USRC Grant
| |
History | |
---|---|
United States | |
Namesake | Ulysses S. Grant |
Builder | Pusey and Jones Corporation, Wilmington, Delaware |
Cost | $92,500 |
Laid down | 1870 |
Launched | 1871 |
Decommissioned | 28 November 1906 |
Stricken | 28 November 1906 |
Nickname(s) | U. S. Grant |
Fate | Sold to A. A. Cragin of Seattle for $16 ,300 |
General characteristics | |
Type | Barque-rigged, iron-hulled |
Displacement | 350 tons |
Length | 163 ft (49.7 m) |
Beam | 25 ft (7.6 m) |
Draft | 9 ft 6 in (2.9 m)[1] |
Installed power | Coal[1] |
Propulsion | One vertical, direct action steam engine, 36.5" diameter × 36" stroke, single screw[2] |
Sail plan | Bark without Royal Yards[1] |
Speed | 11 knots (20 km/h; 13 mph)[1] |
Boats & landing craft carried | 3 |
Complement | 45 |
Crew | 7 officers, 34 enlisted[1] |
Armament | 4 × 24-pounder howitzers (before 1893)[1] |
USRC Grant was a rare, three-masted revenue cutter built in 1870 and 1871 by Pusey & Jones Corporation in Wilmington, Delaware.
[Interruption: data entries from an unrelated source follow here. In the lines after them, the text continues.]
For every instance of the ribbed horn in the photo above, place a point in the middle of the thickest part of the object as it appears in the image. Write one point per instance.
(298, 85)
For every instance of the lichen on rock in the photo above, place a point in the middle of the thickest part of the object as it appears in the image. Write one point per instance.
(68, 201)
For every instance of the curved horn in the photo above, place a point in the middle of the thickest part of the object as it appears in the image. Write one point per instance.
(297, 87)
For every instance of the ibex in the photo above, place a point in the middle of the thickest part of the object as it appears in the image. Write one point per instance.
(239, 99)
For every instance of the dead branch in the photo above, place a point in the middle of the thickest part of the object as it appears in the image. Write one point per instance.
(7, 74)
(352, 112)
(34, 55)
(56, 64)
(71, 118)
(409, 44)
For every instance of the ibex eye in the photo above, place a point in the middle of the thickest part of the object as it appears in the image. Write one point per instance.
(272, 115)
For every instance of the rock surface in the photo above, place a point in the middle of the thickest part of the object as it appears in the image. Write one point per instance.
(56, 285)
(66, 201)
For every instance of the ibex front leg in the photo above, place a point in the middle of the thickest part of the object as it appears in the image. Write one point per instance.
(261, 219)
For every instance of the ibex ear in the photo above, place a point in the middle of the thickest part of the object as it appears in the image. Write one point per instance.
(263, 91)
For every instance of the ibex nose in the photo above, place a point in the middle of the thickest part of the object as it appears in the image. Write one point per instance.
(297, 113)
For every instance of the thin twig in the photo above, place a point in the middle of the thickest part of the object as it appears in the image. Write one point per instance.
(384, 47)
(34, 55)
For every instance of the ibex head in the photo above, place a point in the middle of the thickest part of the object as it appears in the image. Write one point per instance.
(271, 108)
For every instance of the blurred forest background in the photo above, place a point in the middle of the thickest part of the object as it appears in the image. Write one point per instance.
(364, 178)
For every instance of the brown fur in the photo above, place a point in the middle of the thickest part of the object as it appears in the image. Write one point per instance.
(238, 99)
She served the United States Revenue Cutter Service in both the Atlantic and Pacific preventing smuggling and protecting shipping. At the outbreak of the War with Spain, she was ordered to cooperate with the Navy 11 April 1898. Throughout the conflict, she patrolled the Pacific coast and was returned to the Treasury Department 15 August 1898. Grant continued to serve the Revenue Cutter Service in the Pacific until sold to A. A. Cragin of Seattle, Washington on 28 November 1906.[3]